Franz Ploner von Team K sieht es genauso. Es brauche “Entscheidungen mit Augenmaß”, auch um zu verhindern, dass die Akzeptanz der Bevölkerung für die Maßnahmen schwinde, sagt Ploner. Zugleich wirft er der Landesregierung vor, sich in den vergangenen Monaten nicht ausreichend auf die zweite Corona-Infektionswelle vorbereitet zu haben. Doch genauso wie die Freiheitlichen vermeidet er weitere Polemiken. “Die Vorgaben der Landesregierung sind in weiten Teilen sinnvoll und nachvollziehbar”, betont Ploner, gibt aber zu bedenken: “Wenn die Landesregierung nun gewisse Maßnahmen erlässt, wie das Schließen der Fitnessstudios und der Schwimmbäder, oder die Ausgangssperre ab 23 Uhr, die keine wissenschaftliche Evidenz haben, aber ganze Wirtschaftssektoren und fundamentale Grundrechte der Bürger aushebeln, aber nicht nachvollziehbar sind, wird die Akzeptanz dieser Regeln sinken.
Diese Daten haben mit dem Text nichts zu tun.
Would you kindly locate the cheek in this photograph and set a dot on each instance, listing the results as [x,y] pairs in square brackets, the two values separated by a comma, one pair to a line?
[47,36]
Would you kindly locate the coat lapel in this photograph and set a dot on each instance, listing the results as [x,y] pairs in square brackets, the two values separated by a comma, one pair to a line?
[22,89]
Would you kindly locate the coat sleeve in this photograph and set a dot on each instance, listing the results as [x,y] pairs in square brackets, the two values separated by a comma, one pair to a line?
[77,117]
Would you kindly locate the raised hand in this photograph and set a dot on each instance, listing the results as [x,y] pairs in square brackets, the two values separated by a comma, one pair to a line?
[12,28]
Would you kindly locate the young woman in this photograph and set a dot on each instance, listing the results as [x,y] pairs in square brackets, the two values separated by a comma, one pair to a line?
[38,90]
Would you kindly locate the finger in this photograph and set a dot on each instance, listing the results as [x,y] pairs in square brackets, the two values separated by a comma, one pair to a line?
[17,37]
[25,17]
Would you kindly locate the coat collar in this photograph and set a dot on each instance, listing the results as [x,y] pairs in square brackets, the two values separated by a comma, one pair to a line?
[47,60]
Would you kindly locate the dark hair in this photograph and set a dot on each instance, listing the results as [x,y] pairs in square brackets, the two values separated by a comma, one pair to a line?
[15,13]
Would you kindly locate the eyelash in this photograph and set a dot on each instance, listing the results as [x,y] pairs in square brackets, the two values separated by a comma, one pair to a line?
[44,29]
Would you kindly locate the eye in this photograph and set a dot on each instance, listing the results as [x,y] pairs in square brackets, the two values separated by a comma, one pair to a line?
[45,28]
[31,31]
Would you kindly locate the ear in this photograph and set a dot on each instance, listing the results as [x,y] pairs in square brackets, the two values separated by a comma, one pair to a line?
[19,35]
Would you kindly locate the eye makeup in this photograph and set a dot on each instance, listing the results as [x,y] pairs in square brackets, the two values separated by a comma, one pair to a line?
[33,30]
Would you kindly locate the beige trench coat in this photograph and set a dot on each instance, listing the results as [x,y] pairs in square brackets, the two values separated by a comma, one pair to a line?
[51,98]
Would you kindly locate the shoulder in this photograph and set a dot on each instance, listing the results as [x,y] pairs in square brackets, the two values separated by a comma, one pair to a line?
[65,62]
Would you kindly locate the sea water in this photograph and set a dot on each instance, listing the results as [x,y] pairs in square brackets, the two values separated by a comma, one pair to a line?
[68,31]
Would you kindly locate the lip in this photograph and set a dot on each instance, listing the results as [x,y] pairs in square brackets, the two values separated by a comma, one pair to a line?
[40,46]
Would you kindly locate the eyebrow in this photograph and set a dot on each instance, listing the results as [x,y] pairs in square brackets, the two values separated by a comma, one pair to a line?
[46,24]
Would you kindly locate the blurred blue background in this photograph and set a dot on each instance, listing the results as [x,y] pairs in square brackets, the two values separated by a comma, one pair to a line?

Die Folge ist, dass sich Menschen in ihren privaten Bereich zurückziehen, wo eine Kontrolle fast unmöglich ist. Unser Aufruf an die Bürger ist, sich an die AHA-Regeln (Abstand, Hygiene, Atemschutz, Anm.d.Red.) zu halten, um eine Überlastung des Gesundheitssystems zu vermeiden. Wir haben noch die Chance, die weitere Ausbreitung des Virus zu verlangsamen. Jeder und Jede kann und muss dazu seinen Teil beitragen.”

 

STF: “Nachvollziehbarkeit und Nein zu Ausgangssperre”

 

Dieselbe Botschaft kommt von der Südtiroler Freiheit. In einer Aussendung schreiben Sven Knoll und Myriam Atz Tammerle: “Dass es zur Eindämmung der rasant steigenden Infektionsfälle einschränkende Maßnahmen braucht, ist nachvollziehbar. Einerseits, um eine Überlastung unserer Krankenhäuser und dessen Personals zu vermeiden, andererseits um einen zweiten Lockdown zu verhindern. Hierfür braucht es aber gezielte und wissenschaftlich fundierte Maßnahmen, die für die Bürger nachvollziehbar sind. Ansonsten läuft man Gefahr, genau das Gegenteil zu erreichen. Skeptiker werden noch skeptischer und immer mehr Bürger halten sich nicht mehr an die Vorgaben oder lehnen sich sogar dagegen auf.” Nächtliche Ausgangssperren halten aber auch sie für “kontraproduktiv”: “Wen will man infizieren, wenn man am Abend noch alleine eine Runde spazieren geht oder etwas später zum Lebenspartner fährt, der nicht im selben Haushalt lebt?”

 

Sowohl Freiheitliche als auch Team K und Südtiroler Freiheit pochen darauf, dass der Landtag nicht nur als Zaungast die Maßnahmen kommentieren dürfe, sondern aktiv in die Debatte eingebunden werden müsse. “Eine Politik, die ausschließlich über Verordnungen der Regierung geregelt wird, darf sich nicht wiederholen. Die Einbeziehung des Landtags in alle relevanten Entscheidungen ist eine Garantie für die Ausgewogenheit und demokratische Legitimation der Maßnahmen”, bringen es Mair und Leiter Reber auf den Punkt.